Trim the fat. Venison fat isn’t as tasty as other fats, and doesn’t add much to your canned venison. I trim the meat into one-inch cubes, or close, and trim as much fat as possible at this time. It also keeps the little white bits of congealed fat from floating in the jar.
Follow the directions. If you do much canning you probably have the Ball Jars Blue Book. If you don’t you should buy it. Now. Your canner may have also come with something similar, that’s fine too. Just don’t wing it. Failure to properly can venison, or even vegetables, can lead to serious foodborne illness. Follow the directions carefully. My book says to process at 10 pounds pressure. Pints process for 75 minutes, quarts for 90. These are not suggestions. These are strict guidelines.

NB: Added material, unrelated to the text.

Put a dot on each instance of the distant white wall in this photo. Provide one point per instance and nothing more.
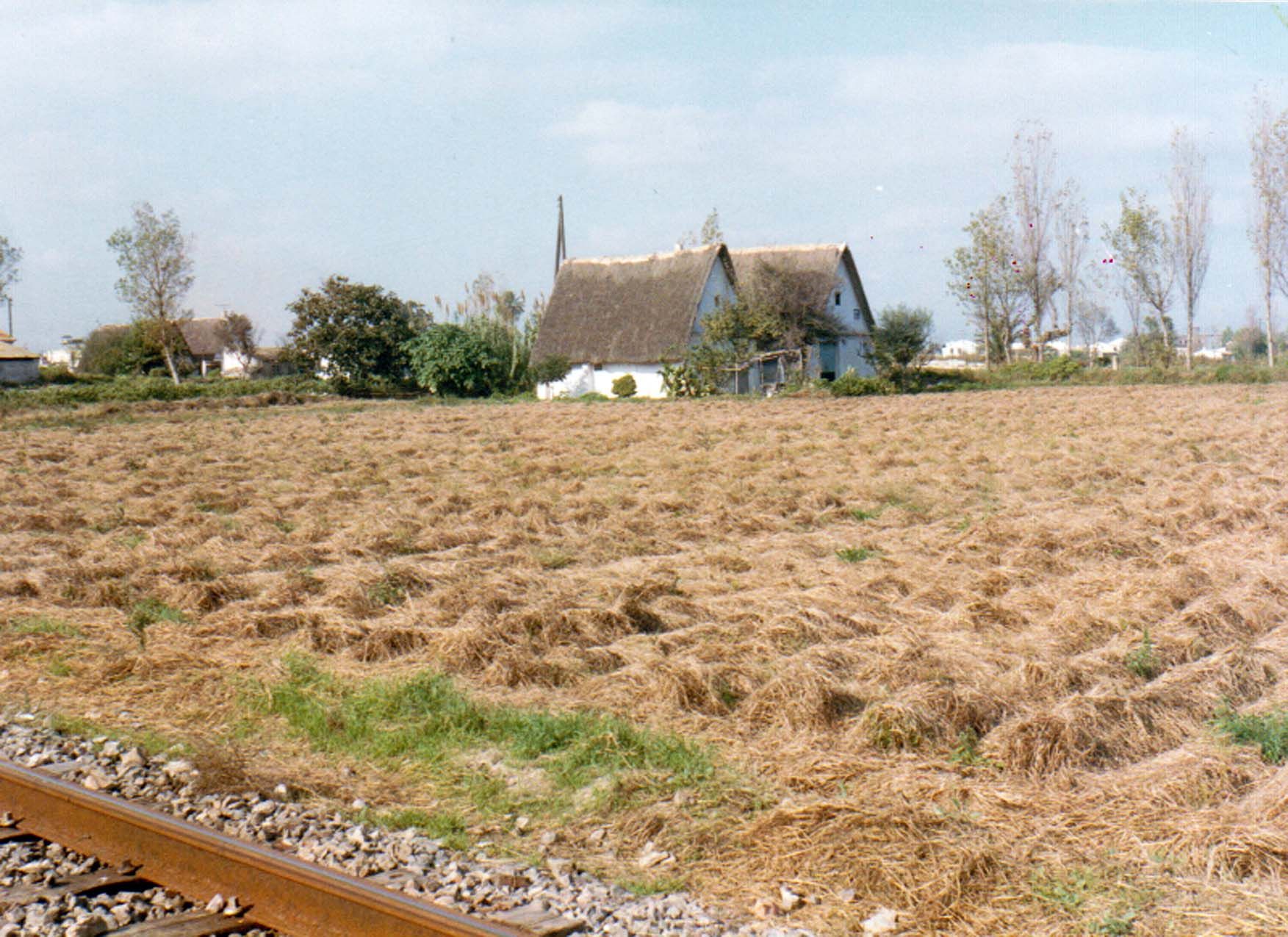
(20, 370)
(585, 379)
(852, 351)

Don’t crowd the venison. When canning venison be sure not to crowd the jar. Canning in a pressure canner is the same as pressure cooking, really. If the venison is too tightly packed into the jar, the meat won’t process, or cook, as evenly as it should. Pack loosely, and do NOT add liquid. The venison is full of water, and the pressure canning process will bring it out.
Got stock? Not in Apple or Disney; venison stock. It’s indistinguishable from beef stock, and makes for savory gravies, soups, and crock pot meals. If you have the pressure canner out already, and haven’t already discarded all the bones from trimming the meat, consider making a batch of stock.
Stock made easy. Use the biggest pot you have, and find a few bones from the carcass that will fit in the pot. Dice one large onion, one bunch of celery, and a handful of carrots. Add those to the pot and add water. Season to your taste. I prefer stocks as meat-centric as possible, so it can be seasoned to the meal being prepared. That said, I do add a couple bay leaves. The longer you can simmer, the better. Never boil a stock while cooking, simmer. Shoot for three to four hours, at least. Remove solids. Pour into another pot through cheesecloth to strain out the rest. Let cool. Once cooled, a skim of fat may form. Remove the fat and bring to boil. Finally, fill jars and follow your canning book’s directions for processing. Mine says process pints process 20 minutes, quarts 25, at 10 pound pressure.
Canning venison isn’t hard, but it might take some equipment you don’t have. Consider putting some of your venison in cans instead of the freezer this fall. It makes whipping up a batch of venison and noodles, or some shredded venison BBQ a snap.